Hey everyone! I’m new to this community, I don’t really know how it works yet but I’m already really liking what I see. I am 31 days sober from marijuana.
I am a social worker, and I feel ashamed for what I have been doing all these years, my last 2 positions were in addiction recovery and I was lying to myself and everyone else the whole time. My parents were supporting me and basically funding my addiction. They are both in recovery (mom-34 years, dad- since july) and I feel as if I’ve let them down. They both say they are proud of me and not mad at me, but I know their trust for me has gone way down.
I’m trying to focus on the positives though- I’ve made it this far and I know I can go further.

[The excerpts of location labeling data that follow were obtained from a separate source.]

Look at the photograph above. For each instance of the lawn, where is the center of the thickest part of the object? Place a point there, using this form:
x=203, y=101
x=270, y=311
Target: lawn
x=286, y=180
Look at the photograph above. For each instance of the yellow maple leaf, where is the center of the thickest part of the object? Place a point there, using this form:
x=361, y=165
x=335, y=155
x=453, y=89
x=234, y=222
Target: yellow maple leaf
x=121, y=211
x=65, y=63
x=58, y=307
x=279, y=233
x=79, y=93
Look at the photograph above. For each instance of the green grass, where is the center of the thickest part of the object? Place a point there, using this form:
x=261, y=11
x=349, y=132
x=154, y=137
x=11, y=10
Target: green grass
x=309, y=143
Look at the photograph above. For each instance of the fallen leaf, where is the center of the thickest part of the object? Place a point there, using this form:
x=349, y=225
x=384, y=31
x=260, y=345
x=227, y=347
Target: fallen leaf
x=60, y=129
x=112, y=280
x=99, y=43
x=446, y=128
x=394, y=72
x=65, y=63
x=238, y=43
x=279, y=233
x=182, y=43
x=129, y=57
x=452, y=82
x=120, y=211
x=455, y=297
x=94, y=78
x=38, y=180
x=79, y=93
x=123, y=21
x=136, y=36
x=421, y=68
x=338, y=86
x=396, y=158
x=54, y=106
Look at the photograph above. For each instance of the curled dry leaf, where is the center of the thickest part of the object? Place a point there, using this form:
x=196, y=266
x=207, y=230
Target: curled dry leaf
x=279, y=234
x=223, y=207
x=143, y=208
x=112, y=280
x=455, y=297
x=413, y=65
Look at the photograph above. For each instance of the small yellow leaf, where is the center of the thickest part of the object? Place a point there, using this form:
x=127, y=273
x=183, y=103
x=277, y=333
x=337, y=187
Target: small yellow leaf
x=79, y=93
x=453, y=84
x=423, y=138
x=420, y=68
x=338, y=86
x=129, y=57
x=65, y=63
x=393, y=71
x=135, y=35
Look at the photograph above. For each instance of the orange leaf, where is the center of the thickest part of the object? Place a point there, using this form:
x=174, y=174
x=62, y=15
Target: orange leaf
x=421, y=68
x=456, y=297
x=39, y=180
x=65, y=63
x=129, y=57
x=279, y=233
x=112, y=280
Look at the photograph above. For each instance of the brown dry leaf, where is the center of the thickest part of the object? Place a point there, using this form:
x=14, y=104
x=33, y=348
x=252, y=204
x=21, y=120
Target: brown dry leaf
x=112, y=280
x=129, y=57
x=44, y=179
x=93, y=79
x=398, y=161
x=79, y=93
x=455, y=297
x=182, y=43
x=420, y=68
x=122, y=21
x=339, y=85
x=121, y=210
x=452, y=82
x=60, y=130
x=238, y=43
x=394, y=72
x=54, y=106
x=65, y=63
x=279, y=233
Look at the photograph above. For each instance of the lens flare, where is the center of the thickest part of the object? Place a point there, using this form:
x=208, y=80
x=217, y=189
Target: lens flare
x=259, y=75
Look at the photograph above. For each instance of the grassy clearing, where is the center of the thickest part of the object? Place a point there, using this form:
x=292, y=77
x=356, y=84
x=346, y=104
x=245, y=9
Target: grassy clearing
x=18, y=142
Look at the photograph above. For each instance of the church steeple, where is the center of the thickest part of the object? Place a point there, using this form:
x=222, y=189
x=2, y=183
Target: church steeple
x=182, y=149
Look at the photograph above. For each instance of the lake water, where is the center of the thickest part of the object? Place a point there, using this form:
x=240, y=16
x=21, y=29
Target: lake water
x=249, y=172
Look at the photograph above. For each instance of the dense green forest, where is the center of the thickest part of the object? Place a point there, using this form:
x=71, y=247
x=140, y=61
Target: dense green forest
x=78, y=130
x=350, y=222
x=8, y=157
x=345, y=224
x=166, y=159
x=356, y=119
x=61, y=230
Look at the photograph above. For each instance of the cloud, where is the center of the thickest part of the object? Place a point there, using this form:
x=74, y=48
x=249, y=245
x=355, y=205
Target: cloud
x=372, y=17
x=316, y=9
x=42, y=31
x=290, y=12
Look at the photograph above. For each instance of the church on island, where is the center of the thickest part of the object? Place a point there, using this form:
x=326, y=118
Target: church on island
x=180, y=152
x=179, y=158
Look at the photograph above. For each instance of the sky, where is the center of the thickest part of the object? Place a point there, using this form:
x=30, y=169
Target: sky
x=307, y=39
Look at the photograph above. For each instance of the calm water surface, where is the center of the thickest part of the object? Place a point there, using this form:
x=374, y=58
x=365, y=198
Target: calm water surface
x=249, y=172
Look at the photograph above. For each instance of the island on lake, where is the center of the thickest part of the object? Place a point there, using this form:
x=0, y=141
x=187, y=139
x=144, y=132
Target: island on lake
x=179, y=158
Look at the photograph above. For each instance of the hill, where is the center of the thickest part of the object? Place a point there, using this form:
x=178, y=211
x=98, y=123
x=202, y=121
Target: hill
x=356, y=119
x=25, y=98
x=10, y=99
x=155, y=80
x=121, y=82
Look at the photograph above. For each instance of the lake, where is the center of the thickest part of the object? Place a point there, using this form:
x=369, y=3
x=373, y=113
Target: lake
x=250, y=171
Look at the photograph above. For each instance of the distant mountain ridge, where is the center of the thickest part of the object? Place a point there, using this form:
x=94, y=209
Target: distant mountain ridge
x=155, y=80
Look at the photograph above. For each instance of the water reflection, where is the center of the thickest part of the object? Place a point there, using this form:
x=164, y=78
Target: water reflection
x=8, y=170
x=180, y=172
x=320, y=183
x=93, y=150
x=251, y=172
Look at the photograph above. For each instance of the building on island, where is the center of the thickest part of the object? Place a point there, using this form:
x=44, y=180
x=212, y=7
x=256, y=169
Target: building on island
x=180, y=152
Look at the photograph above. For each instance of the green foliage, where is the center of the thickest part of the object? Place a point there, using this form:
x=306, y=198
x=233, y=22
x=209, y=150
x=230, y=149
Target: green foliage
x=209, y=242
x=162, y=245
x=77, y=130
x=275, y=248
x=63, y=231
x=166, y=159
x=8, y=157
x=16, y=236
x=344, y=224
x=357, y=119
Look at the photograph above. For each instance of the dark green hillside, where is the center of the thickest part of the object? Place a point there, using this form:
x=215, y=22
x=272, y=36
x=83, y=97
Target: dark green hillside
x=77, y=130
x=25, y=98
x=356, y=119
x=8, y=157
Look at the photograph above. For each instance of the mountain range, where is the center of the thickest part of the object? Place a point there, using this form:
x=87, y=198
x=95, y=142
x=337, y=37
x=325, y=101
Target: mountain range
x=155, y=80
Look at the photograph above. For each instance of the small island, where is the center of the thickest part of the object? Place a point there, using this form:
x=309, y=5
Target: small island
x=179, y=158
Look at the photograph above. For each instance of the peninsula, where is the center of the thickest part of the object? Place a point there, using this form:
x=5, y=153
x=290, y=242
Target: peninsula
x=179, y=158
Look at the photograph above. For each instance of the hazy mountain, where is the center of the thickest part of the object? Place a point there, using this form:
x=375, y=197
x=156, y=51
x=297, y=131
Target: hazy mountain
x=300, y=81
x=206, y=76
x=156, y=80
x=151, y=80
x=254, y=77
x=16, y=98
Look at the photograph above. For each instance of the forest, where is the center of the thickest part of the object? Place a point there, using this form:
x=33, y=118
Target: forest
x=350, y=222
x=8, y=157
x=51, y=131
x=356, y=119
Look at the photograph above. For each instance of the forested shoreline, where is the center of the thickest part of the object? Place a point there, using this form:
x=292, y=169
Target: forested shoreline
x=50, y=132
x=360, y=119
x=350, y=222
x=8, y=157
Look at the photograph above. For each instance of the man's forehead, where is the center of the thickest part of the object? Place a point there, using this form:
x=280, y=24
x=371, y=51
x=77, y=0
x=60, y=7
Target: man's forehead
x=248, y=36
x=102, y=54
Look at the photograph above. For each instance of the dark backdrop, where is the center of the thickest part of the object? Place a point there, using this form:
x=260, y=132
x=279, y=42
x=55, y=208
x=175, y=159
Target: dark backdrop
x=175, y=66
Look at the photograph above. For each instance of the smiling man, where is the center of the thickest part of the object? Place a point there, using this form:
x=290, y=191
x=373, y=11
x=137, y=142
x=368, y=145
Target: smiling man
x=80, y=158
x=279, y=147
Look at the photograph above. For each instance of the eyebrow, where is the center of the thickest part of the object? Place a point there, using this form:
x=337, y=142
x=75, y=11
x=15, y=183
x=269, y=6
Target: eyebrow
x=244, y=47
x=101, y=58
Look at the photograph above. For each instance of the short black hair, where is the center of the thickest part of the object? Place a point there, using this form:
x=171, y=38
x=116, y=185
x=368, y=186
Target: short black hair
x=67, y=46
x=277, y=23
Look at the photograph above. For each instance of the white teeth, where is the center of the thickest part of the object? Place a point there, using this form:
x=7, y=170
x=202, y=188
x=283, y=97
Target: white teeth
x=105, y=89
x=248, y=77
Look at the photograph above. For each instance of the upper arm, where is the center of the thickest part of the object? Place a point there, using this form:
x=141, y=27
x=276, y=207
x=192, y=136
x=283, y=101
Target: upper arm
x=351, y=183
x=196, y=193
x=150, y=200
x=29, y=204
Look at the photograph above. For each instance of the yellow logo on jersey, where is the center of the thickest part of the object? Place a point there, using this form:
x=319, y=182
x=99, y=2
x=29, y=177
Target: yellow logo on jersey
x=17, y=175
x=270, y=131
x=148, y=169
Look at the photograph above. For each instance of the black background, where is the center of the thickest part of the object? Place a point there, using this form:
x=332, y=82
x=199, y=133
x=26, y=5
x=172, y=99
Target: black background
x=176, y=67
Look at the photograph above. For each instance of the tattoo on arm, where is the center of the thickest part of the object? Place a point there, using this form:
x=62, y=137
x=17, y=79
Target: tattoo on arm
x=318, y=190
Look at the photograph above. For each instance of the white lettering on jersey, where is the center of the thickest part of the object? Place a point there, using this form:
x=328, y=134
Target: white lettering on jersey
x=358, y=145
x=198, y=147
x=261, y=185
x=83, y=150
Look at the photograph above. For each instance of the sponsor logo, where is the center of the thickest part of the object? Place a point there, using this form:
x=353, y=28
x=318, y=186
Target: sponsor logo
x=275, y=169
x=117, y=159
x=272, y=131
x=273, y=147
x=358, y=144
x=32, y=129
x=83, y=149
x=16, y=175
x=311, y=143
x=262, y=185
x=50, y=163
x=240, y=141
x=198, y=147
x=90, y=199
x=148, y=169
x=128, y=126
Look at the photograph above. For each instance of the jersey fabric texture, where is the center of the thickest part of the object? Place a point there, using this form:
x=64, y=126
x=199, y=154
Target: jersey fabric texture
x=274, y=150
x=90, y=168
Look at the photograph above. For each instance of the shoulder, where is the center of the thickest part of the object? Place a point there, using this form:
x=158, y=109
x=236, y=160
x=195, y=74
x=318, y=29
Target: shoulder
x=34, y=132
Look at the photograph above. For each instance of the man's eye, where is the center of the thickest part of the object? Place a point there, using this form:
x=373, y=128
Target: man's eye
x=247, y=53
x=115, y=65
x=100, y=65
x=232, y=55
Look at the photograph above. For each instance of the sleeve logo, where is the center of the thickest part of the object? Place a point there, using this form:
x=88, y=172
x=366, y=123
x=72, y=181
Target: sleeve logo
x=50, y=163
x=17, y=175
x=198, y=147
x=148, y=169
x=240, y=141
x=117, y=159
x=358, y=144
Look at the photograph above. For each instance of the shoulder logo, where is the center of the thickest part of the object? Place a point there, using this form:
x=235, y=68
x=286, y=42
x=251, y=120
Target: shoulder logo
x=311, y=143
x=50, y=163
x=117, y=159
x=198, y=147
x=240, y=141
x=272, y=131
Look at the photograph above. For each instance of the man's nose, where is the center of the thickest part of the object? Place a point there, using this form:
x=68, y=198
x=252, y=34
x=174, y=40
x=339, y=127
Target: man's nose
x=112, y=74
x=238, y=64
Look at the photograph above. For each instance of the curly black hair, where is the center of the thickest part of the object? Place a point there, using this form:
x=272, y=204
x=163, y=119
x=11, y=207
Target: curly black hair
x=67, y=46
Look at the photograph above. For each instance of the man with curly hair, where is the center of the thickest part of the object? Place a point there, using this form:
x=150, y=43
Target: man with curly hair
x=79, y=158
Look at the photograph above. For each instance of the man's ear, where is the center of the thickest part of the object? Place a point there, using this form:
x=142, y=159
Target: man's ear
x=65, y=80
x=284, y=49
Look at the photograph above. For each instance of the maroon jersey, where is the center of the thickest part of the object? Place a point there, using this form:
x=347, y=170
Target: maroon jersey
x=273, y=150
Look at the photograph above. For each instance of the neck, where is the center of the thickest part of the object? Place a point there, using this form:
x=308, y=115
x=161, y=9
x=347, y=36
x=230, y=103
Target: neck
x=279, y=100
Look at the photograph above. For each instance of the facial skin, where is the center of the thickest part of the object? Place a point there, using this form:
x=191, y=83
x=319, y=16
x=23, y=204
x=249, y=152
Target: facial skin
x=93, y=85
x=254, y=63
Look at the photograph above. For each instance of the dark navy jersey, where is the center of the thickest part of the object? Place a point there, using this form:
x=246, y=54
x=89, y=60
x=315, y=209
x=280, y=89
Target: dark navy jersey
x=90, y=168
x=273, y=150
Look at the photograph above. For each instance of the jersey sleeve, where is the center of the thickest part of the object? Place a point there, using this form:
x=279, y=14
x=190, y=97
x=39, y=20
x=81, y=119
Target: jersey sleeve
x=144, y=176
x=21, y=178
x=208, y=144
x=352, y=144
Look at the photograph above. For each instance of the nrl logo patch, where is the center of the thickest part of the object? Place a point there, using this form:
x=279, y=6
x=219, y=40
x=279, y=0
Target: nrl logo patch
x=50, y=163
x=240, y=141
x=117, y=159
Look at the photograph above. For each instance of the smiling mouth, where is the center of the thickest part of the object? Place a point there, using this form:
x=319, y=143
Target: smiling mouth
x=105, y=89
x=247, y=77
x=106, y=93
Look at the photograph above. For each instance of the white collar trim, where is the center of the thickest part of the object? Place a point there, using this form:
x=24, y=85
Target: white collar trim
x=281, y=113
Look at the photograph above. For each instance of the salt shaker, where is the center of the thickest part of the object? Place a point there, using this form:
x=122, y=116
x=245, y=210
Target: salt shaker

I also was having severe night sweats since I started smoking (I guess my body was detoxing every night?) and I never would have thought the weed was causing it until they started going away when I stopped. I can now sleep a whole night without sweating, which for a 25 year old, is a big deal lol. My mom is going to help by sending me some books that helped her with her sobriety and I’ve filled out a worksheet that was used in my last job. Never thought I’d be filling it out myself. I start a new job Monday (this time not in addiction recovery, I have a ways to go before I can do that work again) and I will need to stay on track when the stress. I’m probably rambling now but I thank anyone who takes the time to read this. I’m glad I have found this community.